There are no real surprises: in its second revival (after two outings at the Young Vic) this is still a superlative production. True, the Duke of York’s lacks the intimacy, informality (and excellent sight-lines) of the Young Vic, but the original teamwork has survived intact.
Simon Stephens’ version, as directed with flair and intelligence by Carrie Cracknell, is a portrait of a marriage in which games of make-believe perfection are revealed as a sham when crisis strikes. It speaks directly to us, not simply because Stephens’ dialogue seems natural without shouting modernisms, nor even because Ibsen’s 1878 play deals with matters of gender politics still current. It is because such care has been taken to build the characters and the world they inhabit.
Ian MacNeil’s brilliant, spinning set is pretty doll’s house, maze and ultimately prison. Hattie Morahan’s award-winning performance as Nora combines childlike innocence with wifely wiles and discovers a streak of steel. Her predicament – blackmailed for having committed fraud to protect her father and pay for her husband Torvald’s recuperation from illness – provides a gripping plot culminating in the famous door slam as she leaves, disillusioned. This Nora has a believably passionate marriage and three charming children including a (real) baby.

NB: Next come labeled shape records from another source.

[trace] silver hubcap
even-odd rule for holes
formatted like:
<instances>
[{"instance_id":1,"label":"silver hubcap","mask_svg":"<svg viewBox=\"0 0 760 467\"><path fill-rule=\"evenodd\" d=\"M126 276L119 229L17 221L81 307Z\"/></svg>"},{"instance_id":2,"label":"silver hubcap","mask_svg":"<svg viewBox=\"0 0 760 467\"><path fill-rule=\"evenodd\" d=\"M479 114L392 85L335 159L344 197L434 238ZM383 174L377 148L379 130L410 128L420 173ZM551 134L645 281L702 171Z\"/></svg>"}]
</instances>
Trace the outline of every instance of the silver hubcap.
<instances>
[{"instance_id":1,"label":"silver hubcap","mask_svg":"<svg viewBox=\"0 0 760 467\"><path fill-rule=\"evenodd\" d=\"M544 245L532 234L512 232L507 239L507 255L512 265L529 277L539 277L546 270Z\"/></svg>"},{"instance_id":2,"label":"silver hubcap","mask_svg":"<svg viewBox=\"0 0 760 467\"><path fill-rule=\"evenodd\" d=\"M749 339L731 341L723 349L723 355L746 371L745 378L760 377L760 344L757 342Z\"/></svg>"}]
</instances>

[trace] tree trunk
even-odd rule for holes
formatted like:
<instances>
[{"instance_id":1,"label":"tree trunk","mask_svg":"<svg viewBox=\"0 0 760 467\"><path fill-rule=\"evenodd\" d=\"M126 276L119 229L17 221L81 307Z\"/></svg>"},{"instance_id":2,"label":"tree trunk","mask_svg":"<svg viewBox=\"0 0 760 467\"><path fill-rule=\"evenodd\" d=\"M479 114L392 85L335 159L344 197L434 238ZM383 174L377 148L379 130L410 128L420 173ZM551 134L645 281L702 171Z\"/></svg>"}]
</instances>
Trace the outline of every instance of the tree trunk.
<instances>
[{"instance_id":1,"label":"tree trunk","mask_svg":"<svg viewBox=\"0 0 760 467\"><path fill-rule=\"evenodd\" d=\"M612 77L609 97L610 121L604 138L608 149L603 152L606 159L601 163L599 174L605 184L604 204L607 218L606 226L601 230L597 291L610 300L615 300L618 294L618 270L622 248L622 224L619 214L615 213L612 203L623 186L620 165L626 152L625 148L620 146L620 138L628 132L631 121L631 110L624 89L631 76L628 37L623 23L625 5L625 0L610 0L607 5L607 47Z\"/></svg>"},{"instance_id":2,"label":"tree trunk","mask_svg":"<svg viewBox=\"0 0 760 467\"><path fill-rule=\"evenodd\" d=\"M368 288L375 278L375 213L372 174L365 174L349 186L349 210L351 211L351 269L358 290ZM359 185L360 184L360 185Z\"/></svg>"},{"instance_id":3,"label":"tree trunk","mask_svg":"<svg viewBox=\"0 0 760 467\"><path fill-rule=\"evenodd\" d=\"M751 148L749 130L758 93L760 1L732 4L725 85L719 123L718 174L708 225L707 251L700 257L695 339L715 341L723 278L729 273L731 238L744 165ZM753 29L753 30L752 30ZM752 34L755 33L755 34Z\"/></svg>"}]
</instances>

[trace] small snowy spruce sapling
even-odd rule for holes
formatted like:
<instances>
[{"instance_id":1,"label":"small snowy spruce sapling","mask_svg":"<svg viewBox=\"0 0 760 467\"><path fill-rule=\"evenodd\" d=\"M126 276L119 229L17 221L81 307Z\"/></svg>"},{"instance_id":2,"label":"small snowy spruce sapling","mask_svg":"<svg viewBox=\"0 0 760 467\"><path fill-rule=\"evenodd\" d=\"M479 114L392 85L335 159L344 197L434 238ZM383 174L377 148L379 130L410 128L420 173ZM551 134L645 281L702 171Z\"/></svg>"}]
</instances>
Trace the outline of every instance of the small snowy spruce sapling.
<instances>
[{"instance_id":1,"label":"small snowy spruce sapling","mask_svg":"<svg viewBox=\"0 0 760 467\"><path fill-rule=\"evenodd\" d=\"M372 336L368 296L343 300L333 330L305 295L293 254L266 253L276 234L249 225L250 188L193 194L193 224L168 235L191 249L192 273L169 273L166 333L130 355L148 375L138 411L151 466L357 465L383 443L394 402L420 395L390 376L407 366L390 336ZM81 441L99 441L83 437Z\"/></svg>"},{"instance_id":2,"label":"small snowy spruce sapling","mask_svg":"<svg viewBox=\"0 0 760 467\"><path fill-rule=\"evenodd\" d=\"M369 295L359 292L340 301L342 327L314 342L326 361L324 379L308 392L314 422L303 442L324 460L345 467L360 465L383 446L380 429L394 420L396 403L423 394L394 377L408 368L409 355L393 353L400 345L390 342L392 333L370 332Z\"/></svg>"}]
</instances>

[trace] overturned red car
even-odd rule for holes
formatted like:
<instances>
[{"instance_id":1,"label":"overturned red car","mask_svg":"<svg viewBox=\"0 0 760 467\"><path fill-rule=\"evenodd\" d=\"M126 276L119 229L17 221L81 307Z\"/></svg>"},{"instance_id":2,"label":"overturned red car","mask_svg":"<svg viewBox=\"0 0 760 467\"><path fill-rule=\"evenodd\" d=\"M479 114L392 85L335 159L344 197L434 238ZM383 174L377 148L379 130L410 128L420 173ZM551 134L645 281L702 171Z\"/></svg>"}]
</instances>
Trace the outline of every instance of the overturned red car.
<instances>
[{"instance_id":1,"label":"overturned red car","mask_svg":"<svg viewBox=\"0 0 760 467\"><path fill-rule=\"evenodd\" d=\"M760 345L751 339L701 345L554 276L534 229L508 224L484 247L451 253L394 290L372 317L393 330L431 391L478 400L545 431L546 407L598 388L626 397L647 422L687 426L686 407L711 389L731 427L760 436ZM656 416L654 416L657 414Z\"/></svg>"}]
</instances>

The stakes are high and the final fracturing is no simple feminist triumph – it is heartbreaking.
Morahan is ably supported by Dominic Rowan as a self-deluding, drunken Torvald, by Caroline Martin as sensible, experienced Kristine, by Nick Fletcher as Krogstad, Nora’s nemesis – not the usual villain but a weak person under economic pressure – and by Steve Toussaint as dying, love-lorn Dr Rank, whose dignified suffering puts the Helmers’ selfishness in perspective.